A-Class Nature Reserve Number 35066 - Alfred Cove Nature Reserve - is situated adjacent to the suburbs of Attadale, Alfred Cove and Applecross and borders the Swan Estuary Marine Park. It has National Trust of Australia (WA) classification as ‘last remaining area of shoreline samphire and rush on the lower estuary’ and is one of the three remaining mudflat feeding grounds within the Swan Estuary.

The salt marsh and samphire flats at Alfred Cove have been federally listed as a Threatened Ecological Community

The site forms part of a Bush Forever Protection area - BFS331- which is regionally significant as a contiguous bushland/wetland linkage. It provides habitat for a large variety of water and bush birds and has world significance as a staging point for trans-equatorial migratory birds from as far as the Arctic Circle.

While much of the river’s edge has been filled with dredge spoil, and sections were once used as rubbish dumps, this special Reserve includes the only remaining area of largely unmodified sand and shell beds reaching back some 4,000 to 6,000 years.

Alfred Cove was one of the many Noongar camping sites and meeting areas along the foreshore. Known to the traditional custodians as ‘Marradungup’, it was a favourite meeting place as it was rich in fish, water fowl, shell fish and edible roots, and used for various ceremonial purposes.
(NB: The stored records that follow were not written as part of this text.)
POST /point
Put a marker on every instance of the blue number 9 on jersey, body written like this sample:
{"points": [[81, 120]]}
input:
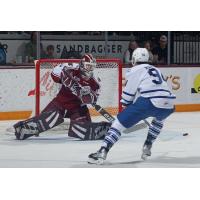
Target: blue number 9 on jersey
{"points": [[155, 73]]}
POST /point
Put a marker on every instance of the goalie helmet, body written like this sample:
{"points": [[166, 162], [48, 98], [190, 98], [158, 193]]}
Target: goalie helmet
{"points": [[140, 55], [87, 65]]}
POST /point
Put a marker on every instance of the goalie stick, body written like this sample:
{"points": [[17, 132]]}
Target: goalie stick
{"points": [[110, 118]]}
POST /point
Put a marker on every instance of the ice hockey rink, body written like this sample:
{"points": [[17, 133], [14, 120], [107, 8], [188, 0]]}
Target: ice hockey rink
{"points": [[57, 150]]}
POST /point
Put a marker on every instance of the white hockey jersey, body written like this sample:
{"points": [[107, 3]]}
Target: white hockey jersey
{"points": [[147, 81]]}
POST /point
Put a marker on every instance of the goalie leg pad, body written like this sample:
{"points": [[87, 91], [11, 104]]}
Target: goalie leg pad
{"points": [[36, 125], [89, 130]]}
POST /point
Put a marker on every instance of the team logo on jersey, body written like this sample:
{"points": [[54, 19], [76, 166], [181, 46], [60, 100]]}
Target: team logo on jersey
{"points": [[196, 85]]}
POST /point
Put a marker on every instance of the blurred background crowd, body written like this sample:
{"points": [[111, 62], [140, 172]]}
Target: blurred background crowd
{"points": [[165, 47]]}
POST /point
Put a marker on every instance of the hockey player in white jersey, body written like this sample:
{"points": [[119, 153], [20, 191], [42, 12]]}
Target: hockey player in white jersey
{"points": [[146, 94]]}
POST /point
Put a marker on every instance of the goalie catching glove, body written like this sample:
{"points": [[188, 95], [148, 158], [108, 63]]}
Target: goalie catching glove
{"points": [[84, 93], [87, 96]]}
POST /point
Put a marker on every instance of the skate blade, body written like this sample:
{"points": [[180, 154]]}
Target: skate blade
{"points": [[100, 161], [144, 156]]}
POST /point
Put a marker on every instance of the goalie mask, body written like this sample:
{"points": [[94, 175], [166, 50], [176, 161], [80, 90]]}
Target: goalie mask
{"points": [[87, 65], [140, 55]]}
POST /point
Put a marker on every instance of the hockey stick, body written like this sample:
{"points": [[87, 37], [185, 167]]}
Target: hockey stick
{"points": [[110, 118]]}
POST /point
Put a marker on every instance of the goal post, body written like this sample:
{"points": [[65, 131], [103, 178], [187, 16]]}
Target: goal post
{"points": [[108, 70]]}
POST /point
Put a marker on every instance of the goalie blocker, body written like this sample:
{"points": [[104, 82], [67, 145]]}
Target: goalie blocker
{"points": [[47, 120]]}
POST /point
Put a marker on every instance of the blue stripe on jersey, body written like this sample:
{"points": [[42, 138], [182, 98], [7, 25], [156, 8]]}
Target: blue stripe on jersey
{"points": [[165, 97], [132, 95], [158, 90], [129, 102], [115, 131]]}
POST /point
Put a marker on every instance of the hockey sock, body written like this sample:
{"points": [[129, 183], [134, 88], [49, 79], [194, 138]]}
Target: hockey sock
{"points": [[88, 130], [111, 138], [154, 131]]}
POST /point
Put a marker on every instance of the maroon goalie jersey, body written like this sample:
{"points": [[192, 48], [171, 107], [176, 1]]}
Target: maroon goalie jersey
{"points": [[65, 98]]}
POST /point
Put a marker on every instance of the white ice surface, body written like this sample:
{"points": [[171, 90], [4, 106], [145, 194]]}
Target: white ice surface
{"points": [[172, 149]]}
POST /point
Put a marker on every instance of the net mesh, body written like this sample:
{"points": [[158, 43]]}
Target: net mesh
{"points": [[109, 72]]}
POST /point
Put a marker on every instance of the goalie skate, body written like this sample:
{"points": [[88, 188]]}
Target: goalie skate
{"points": [[21, 133], [99, 157], [146, 151]]}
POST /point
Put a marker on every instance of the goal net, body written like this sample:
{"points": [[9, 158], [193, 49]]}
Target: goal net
{"points": [[108, 70]]}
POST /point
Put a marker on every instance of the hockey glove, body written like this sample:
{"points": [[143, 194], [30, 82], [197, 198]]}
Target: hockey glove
{"points": [[87, 95]]}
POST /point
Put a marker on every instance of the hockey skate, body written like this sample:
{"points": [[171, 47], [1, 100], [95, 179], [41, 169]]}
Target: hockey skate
{"points": [[21, 133], [99, 157], [146, 151]]}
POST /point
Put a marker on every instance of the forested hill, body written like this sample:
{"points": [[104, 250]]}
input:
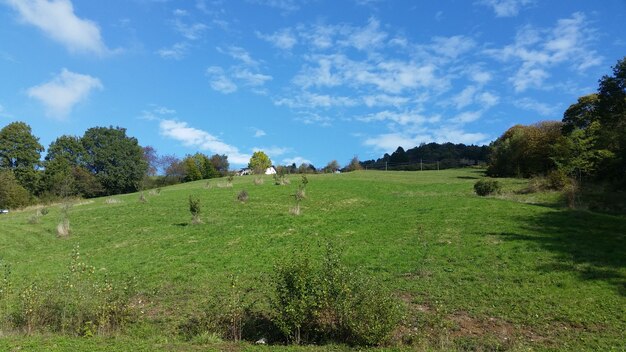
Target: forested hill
{"points": [[431, 156]]}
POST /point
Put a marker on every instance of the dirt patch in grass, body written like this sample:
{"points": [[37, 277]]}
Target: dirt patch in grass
{"points": [[470, 326]]}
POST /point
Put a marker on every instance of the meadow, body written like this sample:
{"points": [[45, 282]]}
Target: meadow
{"points": [[514, 271]]}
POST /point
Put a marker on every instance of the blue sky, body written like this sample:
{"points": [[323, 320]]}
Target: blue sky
{"points": [[303, 80]]}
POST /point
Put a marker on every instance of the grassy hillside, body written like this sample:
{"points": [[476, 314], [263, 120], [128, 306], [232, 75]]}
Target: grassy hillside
{"points": [[497, 273]]}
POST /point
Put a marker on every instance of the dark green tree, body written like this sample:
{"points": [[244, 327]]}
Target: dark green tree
{"points": [[12, 194], [69, 148], [192, 171], [20, 152], [612, 113], [259, 162], [114, 158], [220, 163]]}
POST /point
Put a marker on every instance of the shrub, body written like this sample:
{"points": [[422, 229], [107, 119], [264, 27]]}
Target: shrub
{"points": [[195, 209], [570, 190], [81, 303], [486, 187], [243, 196], [299, 197], [557, 180], [63, 228], [12, 194], [331, 302]]}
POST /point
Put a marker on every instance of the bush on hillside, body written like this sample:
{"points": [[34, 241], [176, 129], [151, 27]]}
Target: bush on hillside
{"points": [[82, 303], [486, 187], [331, 302]]}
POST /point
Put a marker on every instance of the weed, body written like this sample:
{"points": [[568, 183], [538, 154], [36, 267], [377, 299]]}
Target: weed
{"points": [[571, 191], [331, 303], [242, 196], [34, 219], [279, 179], [155, 192], [486, 187], [299, 196], [63, 228], [195, 209]]}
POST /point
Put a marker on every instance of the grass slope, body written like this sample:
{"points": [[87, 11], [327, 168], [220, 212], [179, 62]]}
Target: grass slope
{"points": [[496, 273]]}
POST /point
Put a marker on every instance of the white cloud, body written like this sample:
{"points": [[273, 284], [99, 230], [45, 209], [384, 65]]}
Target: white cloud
{"points": [[259, 133], [177, 51], [250, 78], [58, 20], [190, 31], [467, 116], [298, 160], [488, 99], [365, 38], [283, 5], [312, 118], [4, 114], [401, 118], [196, 138], [389, 76], [385, 100], [284, 39], [313, 100], [64, 91], [540, 108], [568, 44], [219, 81], [240, 54], [478, 75], [472, 95], [506, 8], [452, 47], [465, 98]]}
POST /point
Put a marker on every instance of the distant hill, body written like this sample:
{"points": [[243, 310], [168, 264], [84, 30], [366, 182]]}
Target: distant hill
{"points": [[431, 156]]}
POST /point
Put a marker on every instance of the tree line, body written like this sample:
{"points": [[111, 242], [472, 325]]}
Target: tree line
{"points": [[588, 144], [431, 155], [104, 161]]}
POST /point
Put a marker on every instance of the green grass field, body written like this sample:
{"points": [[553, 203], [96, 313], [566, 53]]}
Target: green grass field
{"points": [[509, 272]]}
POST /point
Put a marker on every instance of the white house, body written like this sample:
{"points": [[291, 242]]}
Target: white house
{"points": [[269, 171]]}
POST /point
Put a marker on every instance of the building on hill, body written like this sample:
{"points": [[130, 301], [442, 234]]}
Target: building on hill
{"points": [[247, 171]]}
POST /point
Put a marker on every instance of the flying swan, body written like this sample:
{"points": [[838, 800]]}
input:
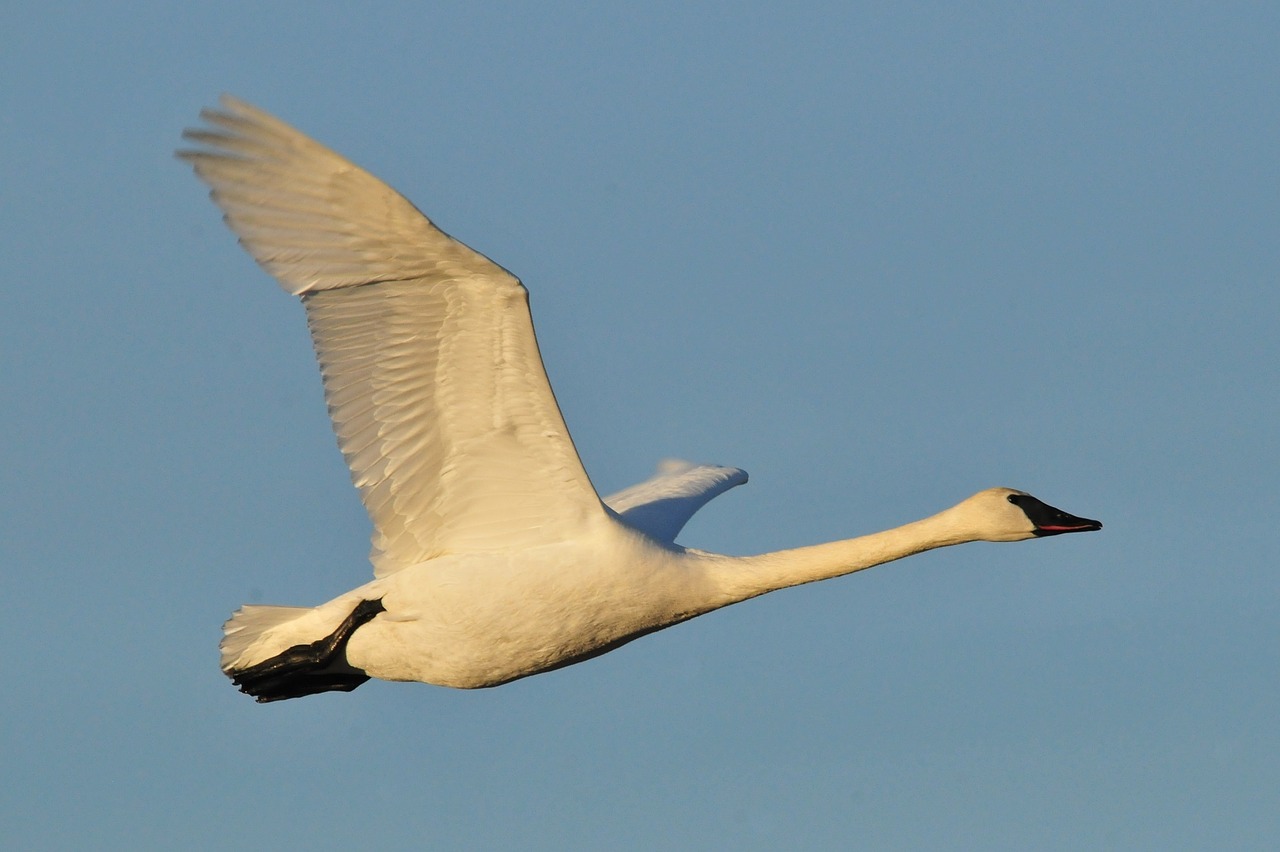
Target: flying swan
{"points": [[493, 555]]}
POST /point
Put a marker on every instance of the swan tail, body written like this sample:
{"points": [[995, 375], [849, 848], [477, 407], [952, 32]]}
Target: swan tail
{"points": [[284, 664]]}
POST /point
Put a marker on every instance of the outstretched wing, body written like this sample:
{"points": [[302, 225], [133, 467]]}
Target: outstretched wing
{"points": [[662, 505], [430, 367]]}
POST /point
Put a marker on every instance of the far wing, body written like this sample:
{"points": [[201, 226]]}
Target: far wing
{"points": [[430, 367], [662, 505]]}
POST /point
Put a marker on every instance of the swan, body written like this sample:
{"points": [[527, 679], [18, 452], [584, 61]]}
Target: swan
{"points": [[493, 555]]}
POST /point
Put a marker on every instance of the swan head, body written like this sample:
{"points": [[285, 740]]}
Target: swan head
{"points": [[1009, 514]]}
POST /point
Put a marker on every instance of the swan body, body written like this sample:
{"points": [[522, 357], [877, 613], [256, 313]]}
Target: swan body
{"points": [[493, 555]]}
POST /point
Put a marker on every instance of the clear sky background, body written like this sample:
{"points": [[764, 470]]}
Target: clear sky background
{"points": [[878, 255]]}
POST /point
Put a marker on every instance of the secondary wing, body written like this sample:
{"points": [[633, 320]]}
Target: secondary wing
{"points": [[663, 504]]}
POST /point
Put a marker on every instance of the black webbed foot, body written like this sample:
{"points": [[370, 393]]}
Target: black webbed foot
{"points": [[310, 668]]}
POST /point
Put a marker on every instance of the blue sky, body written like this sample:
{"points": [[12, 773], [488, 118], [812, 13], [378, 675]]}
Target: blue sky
{"points": [[878, 255]]}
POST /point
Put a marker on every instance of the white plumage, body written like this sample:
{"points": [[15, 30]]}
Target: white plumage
{"points": [[493, 557]]}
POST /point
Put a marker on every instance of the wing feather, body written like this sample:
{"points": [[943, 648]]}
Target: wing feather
{"points": [[663, 504], [430, 366]]}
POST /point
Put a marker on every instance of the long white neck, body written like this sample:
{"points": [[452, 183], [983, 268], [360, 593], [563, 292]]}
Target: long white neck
{"points": [[735, 578]]}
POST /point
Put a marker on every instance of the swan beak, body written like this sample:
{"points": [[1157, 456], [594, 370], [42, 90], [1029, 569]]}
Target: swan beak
{"points": [[1052, 522]]}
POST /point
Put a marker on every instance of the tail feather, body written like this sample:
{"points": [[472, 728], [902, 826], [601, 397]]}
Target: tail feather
{"points": [[247, 626]]}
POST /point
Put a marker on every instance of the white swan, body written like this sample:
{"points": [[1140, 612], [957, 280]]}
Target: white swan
{"points": [[493, 557]]}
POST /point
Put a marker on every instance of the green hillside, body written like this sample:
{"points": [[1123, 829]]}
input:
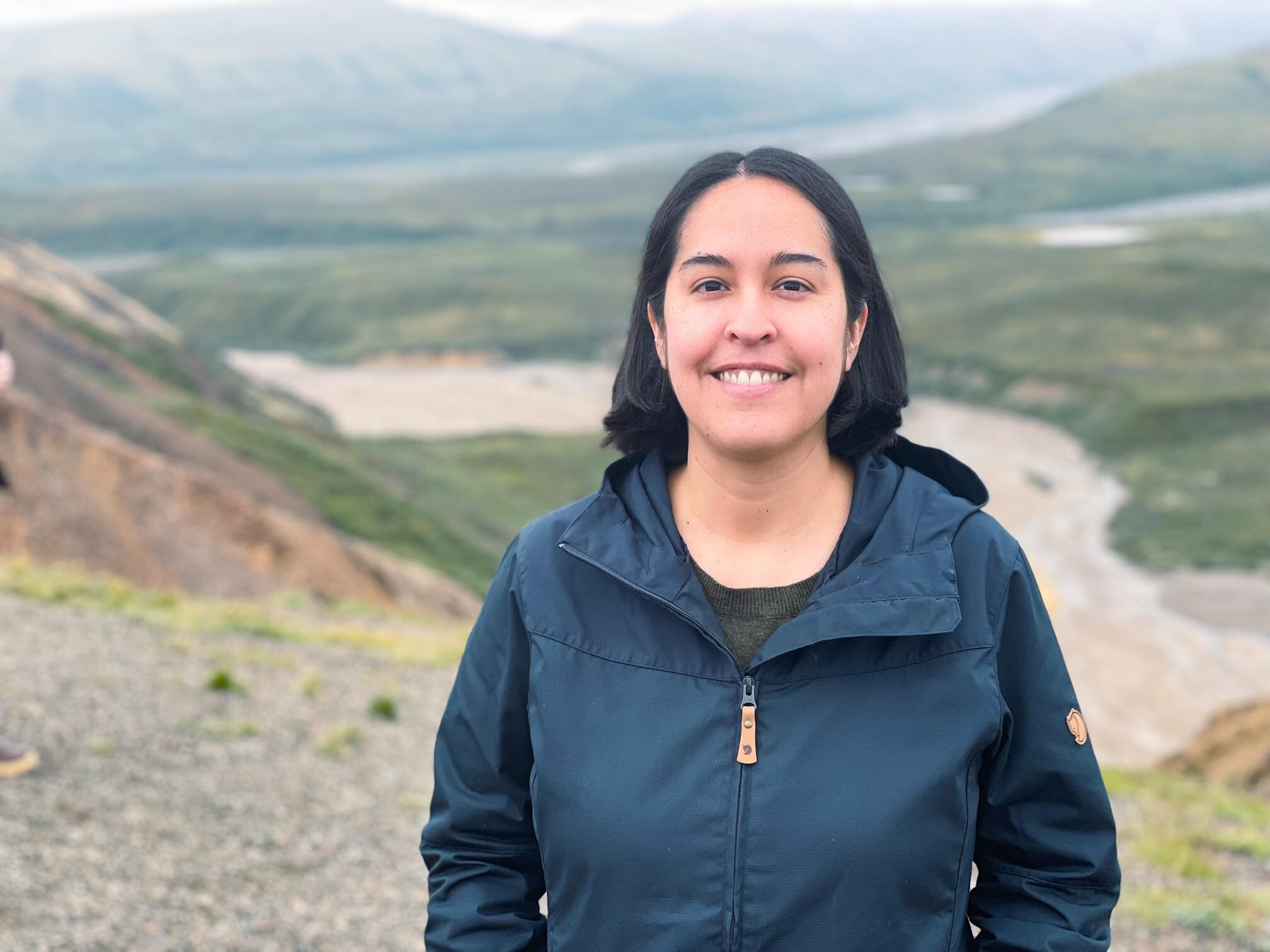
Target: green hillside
{"points": [[1156, 354]]}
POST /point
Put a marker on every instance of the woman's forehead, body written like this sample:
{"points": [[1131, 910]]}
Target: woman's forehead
{"points": [[752, 218]]}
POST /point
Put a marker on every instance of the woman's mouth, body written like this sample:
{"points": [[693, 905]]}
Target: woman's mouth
{"points": [[750, 378]]}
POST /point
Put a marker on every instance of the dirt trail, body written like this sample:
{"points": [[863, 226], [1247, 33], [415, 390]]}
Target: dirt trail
{"points": [[1148, 677], [1152, 657]]}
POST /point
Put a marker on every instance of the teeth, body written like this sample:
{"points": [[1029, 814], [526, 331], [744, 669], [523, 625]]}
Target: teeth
{"points": [[751, 377]]}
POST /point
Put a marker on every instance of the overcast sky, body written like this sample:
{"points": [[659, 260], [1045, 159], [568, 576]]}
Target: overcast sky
{"points": [[530, 16]]}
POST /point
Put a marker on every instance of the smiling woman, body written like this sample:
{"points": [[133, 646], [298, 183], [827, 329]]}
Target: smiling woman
{"points": [[766, 533]]}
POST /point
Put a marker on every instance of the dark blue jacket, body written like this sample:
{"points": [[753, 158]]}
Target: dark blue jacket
{"points": [[913, 718]]}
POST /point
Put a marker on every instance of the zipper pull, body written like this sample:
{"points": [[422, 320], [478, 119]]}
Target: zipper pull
{"points": [[747, 752]]}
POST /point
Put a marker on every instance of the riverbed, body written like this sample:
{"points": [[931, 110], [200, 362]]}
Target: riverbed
{"points": [[1151, 657]]}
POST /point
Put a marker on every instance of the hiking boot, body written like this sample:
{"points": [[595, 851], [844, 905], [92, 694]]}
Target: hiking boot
{"points": [[17, 759]]}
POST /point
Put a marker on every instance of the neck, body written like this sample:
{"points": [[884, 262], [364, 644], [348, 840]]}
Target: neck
{"points": [[751, 501]]}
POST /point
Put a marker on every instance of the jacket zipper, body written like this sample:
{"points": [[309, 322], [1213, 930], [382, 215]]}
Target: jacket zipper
{"points": [[748, 698], [747, 754]]}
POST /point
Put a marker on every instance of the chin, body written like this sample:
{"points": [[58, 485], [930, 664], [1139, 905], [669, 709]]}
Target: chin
{"points": [[752, 446]]}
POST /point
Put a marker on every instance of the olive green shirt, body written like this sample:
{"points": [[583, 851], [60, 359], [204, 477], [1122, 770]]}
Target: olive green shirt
{"points": [[750, 616]]}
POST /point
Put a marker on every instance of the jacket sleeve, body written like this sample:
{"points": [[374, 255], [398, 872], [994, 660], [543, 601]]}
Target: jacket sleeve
{"points": [[484, 867], [1046, 838]]}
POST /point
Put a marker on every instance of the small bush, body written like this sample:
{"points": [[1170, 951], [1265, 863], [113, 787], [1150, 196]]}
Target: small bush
{"points": [[384, 707], [340, 742], [221, 679]]}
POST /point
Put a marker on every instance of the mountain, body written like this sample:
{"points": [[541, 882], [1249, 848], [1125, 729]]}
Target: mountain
{"points": [[331, 84], [883, 60], [1186, 128], [98, 471], [311, 84]]}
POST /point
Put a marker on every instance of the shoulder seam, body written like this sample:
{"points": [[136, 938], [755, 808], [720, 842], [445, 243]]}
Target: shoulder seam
{"points": [[997, 628]]}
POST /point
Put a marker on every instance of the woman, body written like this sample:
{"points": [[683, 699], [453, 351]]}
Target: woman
{"points": [[780, 679]]}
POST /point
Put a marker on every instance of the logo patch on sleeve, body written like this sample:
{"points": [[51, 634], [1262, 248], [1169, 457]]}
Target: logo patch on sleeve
{"points": [[1076, 724]]}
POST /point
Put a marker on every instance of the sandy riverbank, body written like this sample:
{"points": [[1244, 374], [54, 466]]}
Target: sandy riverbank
{"points": [[1151, 657]]}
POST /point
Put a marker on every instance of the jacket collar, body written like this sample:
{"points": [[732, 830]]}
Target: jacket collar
{"points": [[891, 573]]}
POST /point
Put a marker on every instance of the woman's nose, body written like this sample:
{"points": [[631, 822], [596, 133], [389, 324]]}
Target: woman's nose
{"points": [[751, 322]]}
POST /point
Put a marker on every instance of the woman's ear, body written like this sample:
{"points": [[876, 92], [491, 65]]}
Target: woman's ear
{"points": [[855, 334], [657, 337]]}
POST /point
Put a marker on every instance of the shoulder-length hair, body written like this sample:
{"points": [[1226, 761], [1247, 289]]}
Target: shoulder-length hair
{"points": [[866, 409]]}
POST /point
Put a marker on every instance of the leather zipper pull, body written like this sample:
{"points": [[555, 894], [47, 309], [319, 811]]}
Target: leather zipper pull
{"points": [[747, 751]]}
North Lake Road was originally an Aboriginal route between the River and various Beeliar wetlands and lakes.

The fringing vegetation ranges in condition along the foreshore, with some patches remaining in or having been restored to relatively good condition. Regrettably, there are few areas considered to be in pristine condition.

Some areas have become highly degraded as a result of proliferation of weeds, erosion, uncontrolled access, and vandalism in the form of the unorthorised and illegal removal of naturally regenerating vegetation and the poisoning and/or removal of new plantings.

Significant weeds include kikuyu, Typha orientalis and Japanese/Brazilian pepper.

Extensive areas lack important middle- and upper-storey vegetation.

The construction of a low wire fence along the border of a significant section of the Reserve has significantly reduced disturbance to birdlife and the trampling of vegetation, and has allowed for the success of some re-vegetation projects.

Before and After 

Since its inception, SERAG volunteers have worked in close collaboration with managing authories to improve the health and resilience of remnant riparian bushland in and around Alfred Cove, with some wondeful results. The removal of running grass weeds, such as kikuyu, as well as a plethora of woody weeds has enabled native vegetation to re-establish itself, providing wonderful habitat for birds and other native fauna.

   Before    After 

A principal achievement has been the installation of a wheel-chair accessible viewing platform to replace a dangerously situated park bench. This allows people to enjoy the natural values of the area, while at the same time protecting sensitive riparian vegetation and reducing disturbance to wildlife.

   Before  After 

Unfortunately over recent months a spate of vandalism has seen large areas of native vegetation and habitat destroyed by poisoning.